Exact Match, Broad Match, Phrase Match – Understanding Relevance and Unlocking Higher ROAS
With the advent of quality scoring for ads understanding of match type has never been more important. I’m not referring to understanding how match type works from an ad serving perspective but understanding how match type drives clicks with different goals and at different stages of the consideration or purchase funnels. This impacts both your ad performance and landing page optimization strategies. So, if there is one factor of your search program you need to start understanding to improve ROI it is match type.
Recently at OTTO Digital we did a landing page test from paid search ads and created profile parameters that provided segmentation of the results based on exact match, broad match and phrase match. The findings were incredibly interesting and speak volumes about the needs of relevance (and thus conversion rates) based on match type.
The optimization we did was a simple reinforcement of the query. It looked like this on the landing page.
We’ve done many tests on reinforcements of the query (it is parsed from the referring URL and generated on the page using Offermatica) and the findings have validated my theories of the need to bridge the moment of recognition with relevance for the user. As you can see from the results filtered by match type, the less relevant the query was to the ad, the more effective keyword reinforcement was.
Results below are measured against the existing landing page that had no reinforcement:
• Exact Match +2.63% Conversion Rate
• Broad Match +4.36% Conversion Rate
• Phrase Match +15.16% Conversion Rate
While the benefits of keyword reinforcement were clear for exact match, the performance increase was even more striking for broad match and phrase match; the places where relevancy is intrinsically more challenging both ad side and on the landing page.
I hypothesize that the huge lift in conversion rate for phrase match seems to be related to the dichotomy of more specific queries but less relevant ads. Users from phrase match are hoping their query string will deliver a higher degree of relevance in the results. However, match type is rendering ads that are more generic in nature. Seeing the relevance of their query delivered on the landing page clearly had a large positive impact for these users.

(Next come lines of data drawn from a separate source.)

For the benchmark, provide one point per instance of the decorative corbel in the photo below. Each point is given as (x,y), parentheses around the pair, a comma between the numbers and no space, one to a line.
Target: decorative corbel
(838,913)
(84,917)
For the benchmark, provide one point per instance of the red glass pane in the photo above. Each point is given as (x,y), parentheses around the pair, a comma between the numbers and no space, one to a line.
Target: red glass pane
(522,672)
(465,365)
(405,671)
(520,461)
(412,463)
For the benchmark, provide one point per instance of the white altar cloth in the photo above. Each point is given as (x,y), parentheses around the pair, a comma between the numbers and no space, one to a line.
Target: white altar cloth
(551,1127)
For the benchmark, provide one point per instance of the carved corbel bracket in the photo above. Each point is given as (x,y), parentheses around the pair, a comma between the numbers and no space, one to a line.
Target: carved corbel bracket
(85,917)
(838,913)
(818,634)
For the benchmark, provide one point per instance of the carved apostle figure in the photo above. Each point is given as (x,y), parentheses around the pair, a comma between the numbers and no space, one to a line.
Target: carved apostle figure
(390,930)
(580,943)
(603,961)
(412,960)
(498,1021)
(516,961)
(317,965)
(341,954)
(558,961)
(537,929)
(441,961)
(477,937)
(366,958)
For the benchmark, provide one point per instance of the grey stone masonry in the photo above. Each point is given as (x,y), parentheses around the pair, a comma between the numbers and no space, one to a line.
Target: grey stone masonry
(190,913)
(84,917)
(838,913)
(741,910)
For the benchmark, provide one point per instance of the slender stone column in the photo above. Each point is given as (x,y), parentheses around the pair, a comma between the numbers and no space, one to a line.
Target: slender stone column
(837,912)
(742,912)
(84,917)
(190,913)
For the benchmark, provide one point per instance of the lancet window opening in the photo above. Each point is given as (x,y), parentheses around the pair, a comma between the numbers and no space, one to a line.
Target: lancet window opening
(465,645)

The point I’d like to make is not that everyone should start doing query reinforcement. Due to its simplicity (and results) I’m using this strategy to help clearly illustrate a larger point. The relevance of your messaging and creative both ad side and on the landing page will vary for the same keyword based on match type. With the advent of quality score forever changing ad serving and pricing models in all three major search engines looking at performance data by match type and testing ads and landing pages by match type becomes essential. Strategies here to deliver relevance and improve your return on ad spend (ROAS) will only continue to become more amplified.
One easy way to start testing both your ads and landing pages is to create AdGroups separating the keywords by match type instead of bundling them together in a single AdGroup as is done most often. Distinct parameters can also be added to the referring URL to specify match type. These are the first steps. There are many other ways that we are testing with our clients to optimize ads and landing pages by match type and in the coming months I hope to share more with you. In the meantime, start testing because if your competitors are not already they will be soon.
Note: While I brushed off understanding how match type works in the engines (and it works a little differently in each) it is incredibly important. Here is a great post by Chris Zaharias from a couple of months ago on recent Google match type changes and how it impacts their bottom line.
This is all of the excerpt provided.